13 Important M&A IP Issues
Navidar | December 6, 2018
M&A, particularly in the technology sector, often involves several complex intellectual property (IP) issues. Private businesses that are not subject to the scrutiny of public markets are especially vulnerable to intellectual property concerns. So before an acquirer commits to an acquisition, it typically undertakes an intensive due diligence process.
Intellectual property is an important driver of value. So it’s important to address these 13 key M&A IP issues before proceeding to due diligence:
IP documentation: You need an extensive list of all IP, as well as related documentation such as patents and patent applications, trademarks, technology licenses, and contracts with third party creatives.
IP history: You should be able to provide details about the development and acquisition of any and all IP, especially if you have paid third parties to write programs or content for you. If you need to pay a licensing fee to acquire the rights to content from third parties, do it before due diligence begins.
Representations and warranties regarding IP ownership: Your attorney must carefully review all documents related to who owns your IP. Representations and warranties are the definitive acquisition agreement, and will determine what you own. This in turn may decide how much the buyer is willing to pay.
Issues with open software: It’s common for developers to incorporate components of open source software into this projects. But this can trigger some ownership and licensing issues. Some licenses require people modifying the code to make the source code available. You’ll need to undertake a comprehensive review to determine how open source issues affect code ownership.
IP infringement representations and warranties: The acquirer usually wants the seller to warrant that their operation does not infringe on anyone else’s IP, that no other party is infringing upon their IP rights, and that there is no litigation or potential for litigation regarding IP.
Data protection and privacy issues: What have you done to protect user privacy and reduce the risk of cyber attacks? The more your company is in the public eye, the more important this becomes. You’ll also need to ensure you comply with relevant data protection and privacy laws.
Assess IP agreements: IP law is complicated, and ownership may be distributed across several owners, with licensing agreements further governing who can use what, and in what circumstances. Your attorney must review all IP agreements, then resolve any potential conflicts before due diligence.
Social media and websites: Social media and websites are common sources of IP disputes—from stock images you don’t own to content you’ve contracted with someone else to write. The acquirer will want to ensure you own your site, including its domain, and all content and media associated with it.
IP disputes: IP disputes are common, but the specifics of each dispute matter. The acquirer will carefully review any past IP disputes, as well as analyzing whether there are current disputes or the potential for future litigation. Unresolved third party claims, such as those between the USPTO, may be of particular concern.

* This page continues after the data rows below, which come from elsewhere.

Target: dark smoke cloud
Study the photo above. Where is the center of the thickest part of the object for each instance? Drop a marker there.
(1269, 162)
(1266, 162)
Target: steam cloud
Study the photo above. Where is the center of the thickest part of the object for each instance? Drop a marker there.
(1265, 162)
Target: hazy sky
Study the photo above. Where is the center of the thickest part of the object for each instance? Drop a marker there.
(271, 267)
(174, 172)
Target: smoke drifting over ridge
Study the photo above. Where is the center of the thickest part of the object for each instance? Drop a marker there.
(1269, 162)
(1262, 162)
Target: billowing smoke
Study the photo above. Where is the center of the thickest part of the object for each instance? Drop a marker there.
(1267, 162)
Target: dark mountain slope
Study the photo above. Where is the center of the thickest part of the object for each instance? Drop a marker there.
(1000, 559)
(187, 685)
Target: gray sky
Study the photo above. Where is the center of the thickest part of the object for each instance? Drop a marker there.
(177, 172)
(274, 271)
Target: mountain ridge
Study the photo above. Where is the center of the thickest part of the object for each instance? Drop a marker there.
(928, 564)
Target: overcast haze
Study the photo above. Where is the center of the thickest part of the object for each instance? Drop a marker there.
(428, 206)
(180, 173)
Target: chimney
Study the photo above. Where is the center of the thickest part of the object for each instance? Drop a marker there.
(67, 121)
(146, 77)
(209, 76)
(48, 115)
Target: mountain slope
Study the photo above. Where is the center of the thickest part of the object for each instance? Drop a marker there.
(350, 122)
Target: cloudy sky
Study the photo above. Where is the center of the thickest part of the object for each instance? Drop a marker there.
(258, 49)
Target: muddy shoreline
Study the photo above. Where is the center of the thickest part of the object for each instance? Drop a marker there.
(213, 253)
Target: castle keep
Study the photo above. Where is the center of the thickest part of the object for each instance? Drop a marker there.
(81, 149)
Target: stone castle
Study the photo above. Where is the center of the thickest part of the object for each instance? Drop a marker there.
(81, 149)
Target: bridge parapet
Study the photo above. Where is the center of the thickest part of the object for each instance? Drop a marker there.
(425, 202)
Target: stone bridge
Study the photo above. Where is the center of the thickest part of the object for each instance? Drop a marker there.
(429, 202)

Indemnification: Sellers must generally indemnify buyers against IP claims, which means the seller will take responsibility for any costs arising from these claims. The scope and specifics of this indemnification matters a lot, so talk to your lawyer about how best to draft these agreements.
Seller disclaimers: Your disclaimers must be clear, specific, and comprehensive. An unhappy acquirer may later claim that you committed fraud, but the right disclaimers can protect against this.
Change of control and assignment issues: Many IP agreements have specific clauses directing assignment and change of control. You must review each agreement to ensure you comply with its terms and properly transfer ownership.
Disclosure schedule: A disclosure schedule of IP issues is critical to due diligence. It’s also time-consuming, and may include information the seller would rather not reveal. Nevertheless, this disclosure schedule must be complete, lest the acquirer later accuse the seller of fraud or of non-disclosure.